Lorraine O’Grady (b.1934) combines complex notions related to humanist studies on gender, the politics of diaspora and identity, and reflections on aesthetics by using a variety of mediums that include performance, photo installations, moving media, and photomontage. A native of Boston, MA, her work involves her heritage as a New Englander, and daughter of parents from Caribbean and Irish backgrounds. After she graduated from Wellesley College in 1954 studying economics and literature, she served as an intelligence analyst for the United States government, a literary commercial translator, and rock music critic. Turning to visual arts in the late 1970s, OʼGrady became an active voice within the alternative New York art world of the time. In addition to addressing feminist concerns, her work tackled cultural perspectives, which were underrepresented during the feminist movements of the early 1970s.
In the 1980s, O’Grady created two of her most notable bodies of works, Mlle Bourgeoise Noire (1980–83), a guerilla performance taking place in the heart of New York’s downtown art scene, and Art Is . . . (1983), a joyful performance in Harlem's African-American Day Parade in September 1983. In Mlle Bourgeoise Noire, O’Grady takes on an extravagant persona under the Futurist dictum that art has the power to change the world and was in part created as a critique of the racial apartheid still prevailing in the mainstream art world. Wearing a costume made of 180 pairs of white gloves from Manhattan thrift shops and carrying a white cat-o-nine-tails made of sail rope from a seaport store and studded with white chrysanthemums, Mlle Bourgeoise Noire (Miss Black Middle-Class) was an equal-opportunity critic. She gave both timid black artists and thoughtless white institutions a “piece of her mind.” Under this persona, O’Grady visited the bourgeoning Just Above Midtown black avant-garde gallery, then the recently opened New Museum.
Art Is . . . embodies O’Grady’s desire to fully connect with the audience, The performance was undertaken in a spirit of elation which carried over through the day; unlike previous works which had critiqued the art world from within, this piece was to be about life and art. O’Grady The 9 x 15 ft. antique-styled gold frame mounted on the gold-skirted parade float moved slowly up Adam Clayton Powell Boulevard, framing everything it passed as art. Today, the work is a compelling reminder of the politic and power of art making, and the joy in experiencing art itself.
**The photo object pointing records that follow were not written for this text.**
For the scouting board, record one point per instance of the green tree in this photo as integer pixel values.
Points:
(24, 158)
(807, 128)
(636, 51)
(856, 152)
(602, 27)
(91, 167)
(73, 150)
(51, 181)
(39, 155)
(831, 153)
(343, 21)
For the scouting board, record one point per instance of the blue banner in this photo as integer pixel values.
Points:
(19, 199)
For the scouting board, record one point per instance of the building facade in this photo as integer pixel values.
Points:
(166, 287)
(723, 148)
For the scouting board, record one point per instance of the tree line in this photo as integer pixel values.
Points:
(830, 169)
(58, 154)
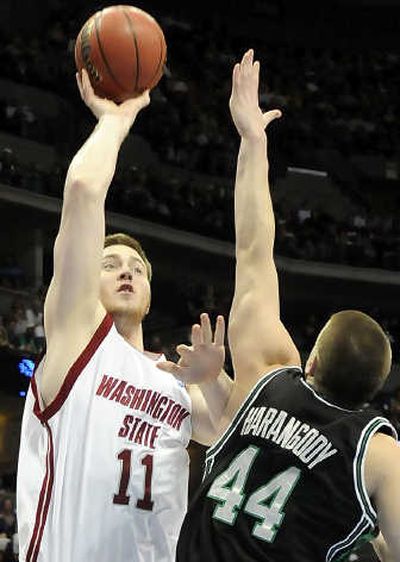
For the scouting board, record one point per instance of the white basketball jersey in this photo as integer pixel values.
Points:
(103, 470)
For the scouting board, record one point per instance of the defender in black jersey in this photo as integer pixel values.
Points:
(300, 472)
(285, 481)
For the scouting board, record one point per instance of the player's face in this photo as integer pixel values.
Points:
(124, 285)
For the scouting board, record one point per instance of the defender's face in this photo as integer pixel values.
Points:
(124, 286)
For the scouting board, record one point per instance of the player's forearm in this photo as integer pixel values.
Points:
(216, 395)
(93, 166)
(254, 217)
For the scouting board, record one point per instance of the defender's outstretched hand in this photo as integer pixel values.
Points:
(249, 120)
(203, 361)
(100, 106)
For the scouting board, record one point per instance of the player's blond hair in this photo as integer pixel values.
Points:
(126, 240)
(353, 358)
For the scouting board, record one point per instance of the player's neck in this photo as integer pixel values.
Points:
(130, 330)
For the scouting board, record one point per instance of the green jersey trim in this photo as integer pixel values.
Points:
(358, 535)
(367, 525)
(359, 461)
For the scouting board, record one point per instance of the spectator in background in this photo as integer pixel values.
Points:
(3, 334)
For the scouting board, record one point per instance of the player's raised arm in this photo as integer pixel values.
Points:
(72, 308)
(382, 476)
(257, 337)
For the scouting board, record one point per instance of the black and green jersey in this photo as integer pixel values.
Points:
(285, 481)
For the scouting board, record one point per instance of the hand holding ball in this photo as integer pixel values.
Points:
(123, 50)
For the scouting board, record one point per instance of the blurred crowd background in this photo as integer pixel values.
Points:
(332, 68)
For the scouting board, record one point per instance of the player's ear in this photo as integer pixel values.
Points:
(311, 365)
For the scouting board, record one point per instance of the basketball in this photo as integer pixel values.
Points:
(123, 50)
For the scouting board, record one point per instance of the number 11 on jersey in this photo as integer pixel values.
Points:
(121, 498)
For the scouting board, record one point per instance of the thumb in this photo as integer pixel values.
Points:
(167, 366)
(270, 116)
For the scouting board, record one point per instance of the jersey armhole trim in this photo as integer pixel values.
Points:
(373, 427)
(255, 391)
(73, 373)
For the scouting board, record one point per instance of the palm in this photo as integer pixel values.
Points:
(204, 360)
(247, 116)
(101, 106)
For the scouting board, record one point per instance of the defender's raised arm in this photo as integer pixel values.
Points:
(257, 336)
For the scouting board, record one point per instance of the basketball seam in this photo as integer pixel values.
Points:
(103, 56)
(128, 19)
(161, 57)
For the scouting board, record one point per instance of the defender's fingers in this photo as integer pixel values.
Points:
(219, 335)
(206, 329)
(196, 335)
(79, 83)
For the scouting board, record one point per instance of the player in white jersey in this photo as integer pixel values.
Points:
(103, 467)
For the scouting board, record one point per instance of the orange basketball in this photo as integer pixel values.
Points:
(123, 50)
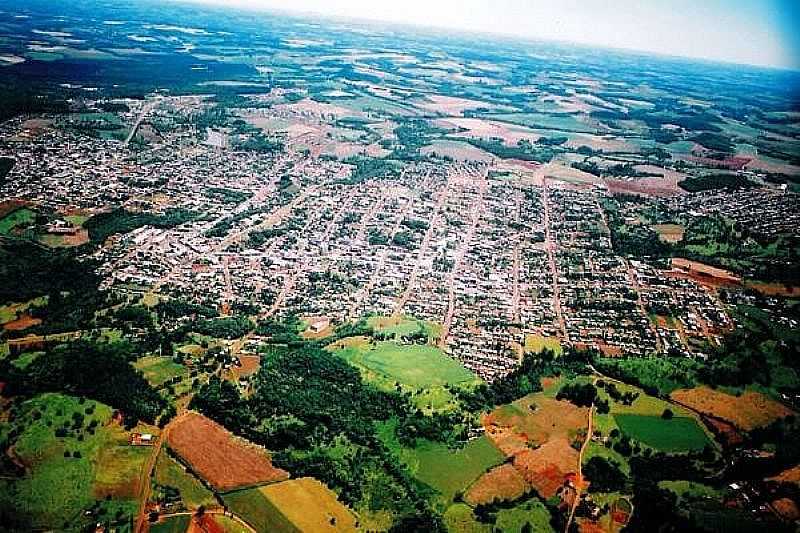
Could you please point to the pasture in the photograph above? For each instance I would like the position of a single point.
(418, 366)
(173, 524)
(679, 434)
(537, 432)
(540, 343)
(437, 466)
(502, 483)
(68, 471)
(302, 504)
(226, 462)
(159, 370)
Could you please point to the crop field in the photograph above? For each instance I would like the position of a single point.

Concerned with the lack of African-American representation in the Feminist movement of the 1970s, O’Grady critiqued the effort’s inability to “make itself meaningful to working-class white women and to non-white women of all classes.” O’Grady has maintained an ongoing commitment to articulating “hybrid” subjective positions that span a range of races, classes and social identities. In addition to her work as a visual artist, she has also made innovative contributions to cultural criticism with her writings, including the now canonical article, “Olympia's Maid: Reclaiming Black Female Subjectivity”.
Lorraine O’Grady’s work has been exhibited in the Art Institute of Chicago; the Whitney Biennial (New York); Prospect.2 New Orleans; the Museum of Modern Art (New York); Manifesta 8 (Murcia, Spain); Goodman Gallery (Johannesburg). Her work was featured in the landmark exhibition, WACK! Art and the Feminist Revolution, organized by Connie Butler for the Museum of Contemporary Art, Los Angeles. Her work is represented in the collections of the Art Institute of Chicago, the Los Angeles County Museum, the Brooklyn Museum, and numerous private collections. She was a resident artist at Artpace San Antonio, TX. O’Grady has received numerous awards, including Matters grant and United States Artists Rockefeller Fellow.